Entre o império e o clã, a história das entidades políticas colectivas parece ter fixado na ideia de nação o justo equilíbrio em que massa crítica, cidadania e funções e serviços prestados pelo Estado melhor se adequam às necessidades e interesses dos indivíduos. Finley mostrou-o no que respeita à Antiguidade, Foustel de Coulanges quase o demonstrou na Cidade Antiga - que não era cidade na dimensão urbana actual, mas território dimensionado à escala da prática das liberdades de uma comunidade - e Jaeger exaltou-o como o cânone óptimo.
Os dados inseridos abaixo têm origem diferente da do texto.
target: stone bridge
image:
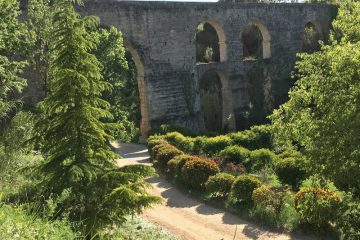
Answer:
[23,0,336,138]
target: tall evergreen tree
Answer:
[0,0,26,120]
[37,0,159,238]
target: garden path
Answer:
[112,142,312,240]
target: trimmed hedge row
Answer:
[149,132,360,236]
[158,125,273,156]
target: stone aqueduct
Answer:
[23,0,334,136]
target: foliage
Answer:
[0,205,78,240]
[229,125,273,150]
[100,216,177,240]
[30,0,159,238]
[0,0,26,120]
[181,159,220,189]
[252,185,286,214]
[219,146,250,164]
[271,2,360,195]
[164,132,194,153]
[249,148,277,171]
[336,201,360,240]
[295,188,342,229]
[223,162,246,176]
[167,154,200,178]
[275,156,307,189]
[92,27,140,142]
[231,175,261,203]
[155,144,183,171]
[203,47,214,63]
[201,135,232,156]
[205,173,235,197]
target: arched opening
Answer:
[241,21,271,60]
[195,21,226,63]
[199,70,223,132]
[124,40,150,142]
[301,21,324,53]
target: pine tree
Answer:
[0,0,26,122]
[37,0,159,238]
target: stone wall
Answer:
[23,0,335,137]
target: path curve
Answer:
[113,143,313,240]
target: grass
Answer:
[0,205,76,240]
[103,216,178,240]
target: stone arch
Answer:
[199,68,236,131]
[241,20,271,59]
[301,20,325,52]
[195,20,227,62]
[124,39,151,142]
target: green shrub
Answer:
[219,146,250,164]
[147,136,167,158]
[164,132,194,153]
[231,175,261,202]
[295,188,341,229]
[181,159,220,189]
[155,144,183,170]
[275,157,306,189]
[229,125,273,150]
[249,148,276,171]
[223,162,246,176]
[0,205,78,240]
[205,173,235,197]
[167,154,200,178]
[336,201,360,240]
[202,136,232,156]
[193,137,207,155]
[252,184,286,214]
[150,142,171,161]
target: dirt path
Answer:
[113,143,312,240]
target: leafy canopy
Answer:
[0,0,26,120]
[271,2,360,195]
[35,0,159,238]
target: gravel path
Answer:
[113,143,308,240]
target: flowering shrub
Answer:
[167,154,200,177]
[295,187,342,228]
[181,159,220,189]
[205,173,235,197]
[231,175,261,202]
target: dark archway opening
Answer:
[195,22,220,63]
[200,70,223,132]
[241,23,263,60]
[301,22,322,53]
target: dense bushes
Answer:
[275,157,306,189]
[154,144,183,170]
[249,148,276,171]
[295,187,341,229]
[181,159,220,189]
[231,175,261,203]
[205,173,235,197]
[164,132,194,152]
[219,146,250,164]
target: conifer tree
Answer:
[37,0,159,238]
[0,0,26,122]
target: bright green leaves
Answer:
[271,3,360,194]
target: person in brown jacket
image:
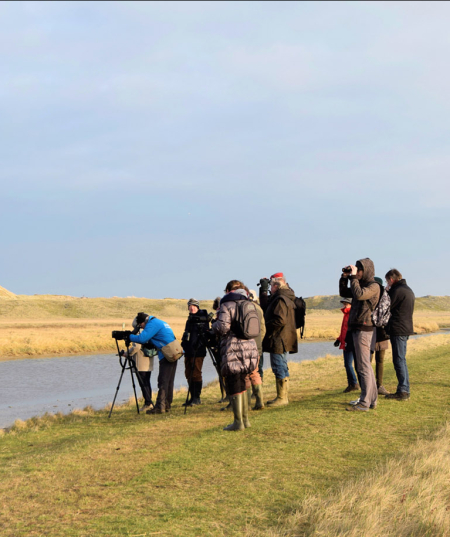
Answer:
[211,280,258,431]
[245,288,266,410]
[259,272,298,406]
[375,277,389,395]
[339,257,380,411]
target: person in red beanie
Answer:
[334,298,359,393]
[259,272,298,406]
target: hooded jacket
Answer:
[211,292,259,376]
[260,284,298,354]
[386,280,416,336]
[181,310,209,358]
[339,257,380,331]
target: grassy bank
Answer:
[0,296,444,360]
[0,335,450,537]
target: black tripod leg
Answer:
[184,357,195,414]
[108,339,127,418]
[127,356,140,414]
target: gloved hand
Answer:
[259,278,270,293]
[113,330,131,341]
[205,329,216,345]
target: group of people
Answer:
[118,258,414,431]
[120,273,298,431]
[335,258,415,412]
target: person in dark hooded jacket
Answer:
[339,257,380,411]
[181,298,208,406]
[259,272,298,406]
[385,269,415,401]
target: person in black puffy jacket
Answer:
[385,269,415,401]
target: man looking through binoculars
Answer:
[181,298,209,406]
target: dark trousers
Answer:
[225,373,247,397]
[184,356,205,382]
[155,358,178,412]
[136,371,152,405]
[391,336,409,393]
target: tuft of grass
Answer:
[251,422,450,537]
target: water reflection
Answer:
[0,330,442,428]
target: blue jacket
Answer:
[130,317,175,360]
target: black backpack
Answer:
[294,296,306,338]
[231,300,261,339]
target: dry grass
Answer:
[248,423,450,537]
[0,335,450,537]
[0,317,186,360]
[0,295,450,360]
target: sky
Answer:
[0,2,450,299]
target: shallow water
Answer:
[0,330,442,428]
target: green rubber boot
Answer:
[223,392,244,431]
[267,377,289,407]
[244,388,252,410]
[242,388,252,429]
[253,384,264,410]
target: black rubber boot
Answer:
[223,392,244,431]
[192,381,203,405]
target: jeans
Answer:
[258,352,264,380]
[270,352,289,379]
[155,358,178,412]
[344,350,358,386]
[391,336,409,393]
[353,328,378,408]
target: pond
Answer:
[0,336,440,428]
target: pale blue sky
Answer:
[0,2,450,299]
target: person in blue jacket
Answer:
[129,312,177,414]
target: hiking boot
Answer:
[139,401,155,412]
[253,384,264,410]
[385,392,410,401]
[223,392,244,431]
[267,377,289,407]
[345,403,369,412]
[342,384,361,393]
[146,407,163,415]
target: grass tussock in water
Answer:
[0,335,450,537]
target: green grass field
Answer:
[0,335,450,537]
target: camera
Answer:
[111,330,131,341]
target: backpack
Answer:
[294,296,306,338]
[231,300,261,339]
[372,289,391,328]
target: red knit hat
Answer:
[270,272,284,280]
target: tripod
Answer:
[184,332,226,414]
[108,339,140,418]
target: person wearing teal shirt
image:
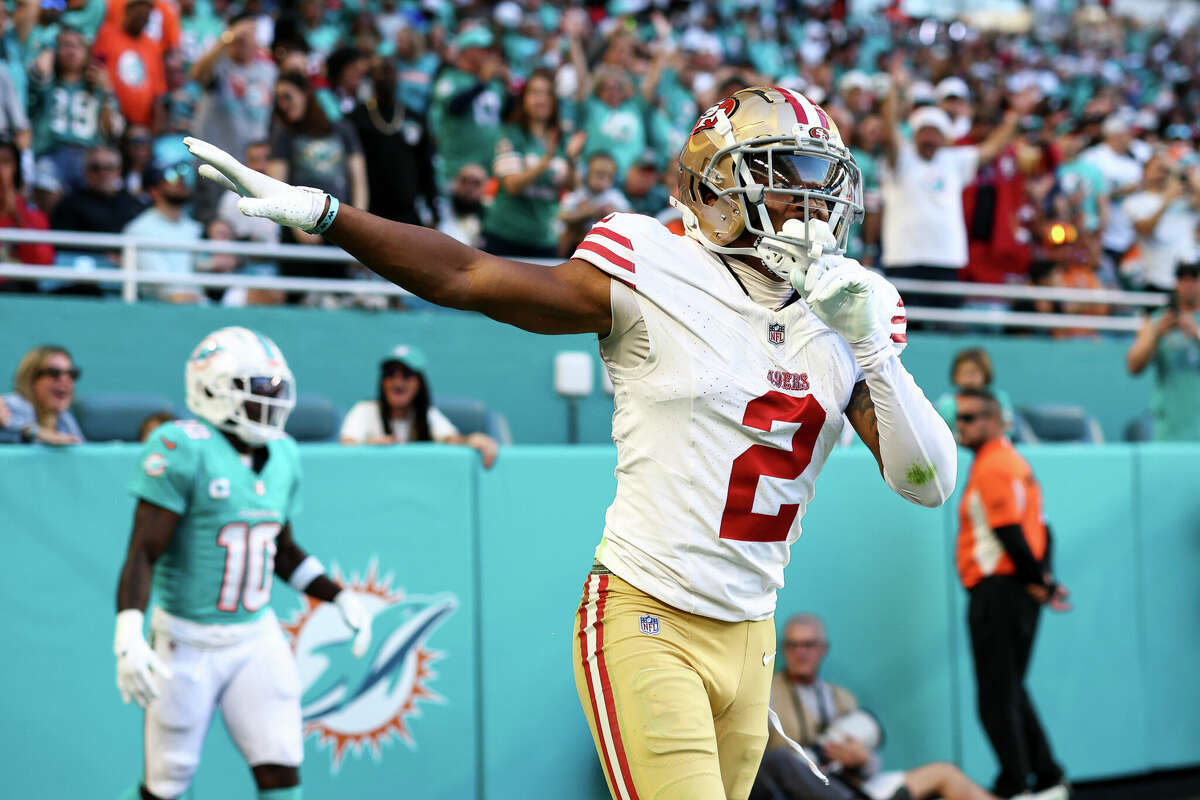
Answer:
[1126,260,1200,441]
[113,327,369,800]
[430,28,506,186]
[484,68,584,258]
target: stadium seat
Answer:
[284,392,342,441]
[1020,405,1104,444]
[1121,411,1154,441]
[71,393,175,441]
[433,397,512,445]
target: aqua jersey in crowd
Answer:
[430,67,504,184]
[130,420,300,625]
[1150,312,1200,441]
[484,125,566,247]
[580,97,649,186]
[29,80,120,156]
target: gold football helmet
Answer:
[672,86,863,255]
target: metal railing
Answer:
[0,228,1168,331]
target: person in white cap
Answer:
[934,76,972,142]
[881,66,1037,316]
[1079,112,1142,284]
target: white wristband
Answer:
[113,608,145,655]
[288,555,325,591]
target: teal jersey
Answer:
[1150,312,1200,441]
[29,80,119,156]
[130,420,300,625]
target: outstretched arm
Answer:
[275,523,371,657]
[185,138,612,335]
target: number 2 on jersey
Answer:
[217,522,282,613]
[720,391,826,542]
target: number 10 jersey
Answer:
[130,420,300,625]
[574,213,862,621]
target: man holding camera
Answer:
[1126,255,1200,441]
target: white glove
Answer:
[755,219,838,283]
[334,589,371,658]
[184,137,331,230]
[113,608,170,708]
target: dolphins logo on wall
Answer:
[283,559,458,772]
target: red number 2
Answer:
[720,391,826,542]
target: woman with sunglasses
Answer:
[0,344,84,445]
[338,344,499,469]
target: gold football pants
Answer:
[574,575,775,800]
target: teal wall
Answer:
[0,295,1150,444]
[0,445,1200,800]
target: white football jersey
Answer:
[574,213,862,621]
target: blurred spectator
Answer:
[138,411,175,441]
[121,164,205,303]
[955,389,1070,798]
[1080,114,1142,285]
[438,164,487,247]
[0,139,54,289]
[191,13,276,217]
[934,348,1013,431]
[1121,151,1200,291]
[338,344,499,468]
[750,614,996,800]
[558,152,629,255]
[50,145,145,234]
[624,150,679,217]
[92,0,179,130]
[317,47,371,121]
[882,68,1036,307]
[430,28,508,188]
[1126,260,1200,441]
[347,59,438,227]
[266,72,370,283]
[484,70,587,258]
[29,28,121,191]
[120,125,154,205]
[0,344,84,445]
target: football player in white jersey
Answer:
[113,327,371,800]
[186,86,956,800]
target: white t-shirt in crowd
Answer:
[880,138,979,270]
[338,401,458,444]
[1079,142,1142,253]
[1121,192,1200,289]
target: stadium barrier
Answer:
[0,445,1200,800]
[0,228,1168,331]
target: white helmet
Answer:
[184,327,296,445]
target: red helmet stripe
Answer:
[772,86,809,125]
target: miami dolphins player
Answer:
[114,327,371,800]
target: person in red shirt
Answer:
[955,389,1069,798]
[92,0,179,131]
[0,139,54,290]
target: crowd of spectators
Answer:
[0,0,1200,332]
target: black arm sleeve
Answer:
[994,525,1045,587]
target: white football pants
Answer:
[145,609,304,798]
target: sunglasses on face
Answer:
[784,639,824,650]
[383,363,416,378]
[37,367,83,380]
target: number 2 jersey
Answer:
[130,420,300,625]
[574,213,862,621]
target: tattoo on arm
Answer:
[846,380,883,473]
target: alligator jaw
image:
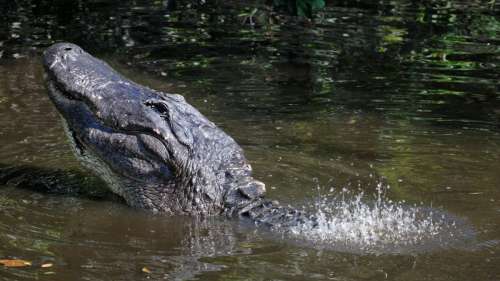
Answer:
[43,43,265,214]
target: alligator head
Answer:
[43,43,265,214]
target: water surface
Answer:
[0,0,500,280]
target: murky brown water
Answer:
[0,1,500,280]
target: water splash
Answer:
[289,184,474,253]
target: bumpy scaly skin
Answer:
[43,43,316,228]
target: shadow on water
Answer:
[0,0,500,280]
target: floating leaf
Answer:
[0,259,31,267]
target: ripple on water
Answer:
[288,184,475,254]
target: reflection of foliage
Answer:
[273,0,325,18]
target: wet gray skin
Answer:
[43,43,312,226]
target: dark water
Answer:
[0,0,500,280]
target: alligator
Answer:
[43,43,316,227]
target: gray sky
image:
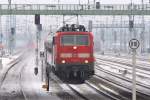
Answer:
[0,0,149,4]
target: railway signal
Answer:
[129,39,140,100]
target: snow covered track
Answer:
[0,52,26,100]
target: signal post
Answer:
[129,39,140,100]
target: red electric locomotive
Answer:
[46,24,95,82]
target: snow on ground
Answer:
[95,54,150,85]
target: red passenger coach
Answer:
[44,25,94,81]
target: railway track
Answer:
[96,57,150,71]
[96,65,150,100]
[49,72,119,100]
[0,52,27,100]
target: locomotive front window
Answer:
[61,35,89,46]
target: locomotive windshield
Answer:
[61,35,89,46]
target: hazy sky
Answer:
[0,0,149,4]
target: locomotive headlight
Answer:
[84,60,89,64]
[61,60,66,64]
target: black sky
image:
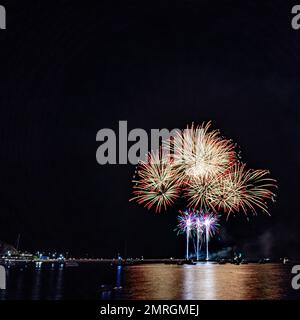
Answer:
[0,0,300,257]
As cidades-estado e respectiva cultura urbana de participação floresceram do Indo (Mohenjodaro) à Babilónia, da Atenas democrática à megálê rhétra (Esparta), da Roma primitiva à Cartago anterior aos Barca. Os impérios antigos trouxeram o autoritarismo, o discricionarismo e o afastamento entre os homens e o poder, cada vez mais enroupado em abstracções, como lembraram, avisados, Cassier e Raymond Boudon.
No mundo moderno, a fórmula mais praticada é (ou foi até há muito pouco tempo), a do Estado-nação. Hoje, muitos tratadistas afirmam que o Estado nação não resiste à dinâmica e necessidades das comunidades interdependentes, nem tão pouco à globalização. Parece haver aqui uma contradição flagrante. Se se pede maior dinamismo e capacidade, optemos pela ideia de Império. Porém, os impérios são liberticidas por necessidade. Se se pede maior autenticidade e aprofundamento da vida pública, optemos pelas entidades micropolíticas. Estas serão, fatalmente, mais pobres. A Europa pretende unir-se ! Mas o que quer dizer, neste particular, a união? A União Europeia apenas trata de se adaptar para sobreviver à concorrência de espaços imperiais consolidados por séculos de acção de Estados codificadores (EUA, China). Para tal, foi ao passado alemão ( a locomotiva do continente) e reeditou a ideia de confederação germânica, imediata antecessora do II Reich alemão. Há uma fatalidade imperial por detrás do projecto europeu. No passado, tais desígnios foram tentados manu militari por Napoleão ou Hitler. Falharam. Hoje, pretende-se unir sem vitória. Tenho para mim que tal união jamais se venha a realizar.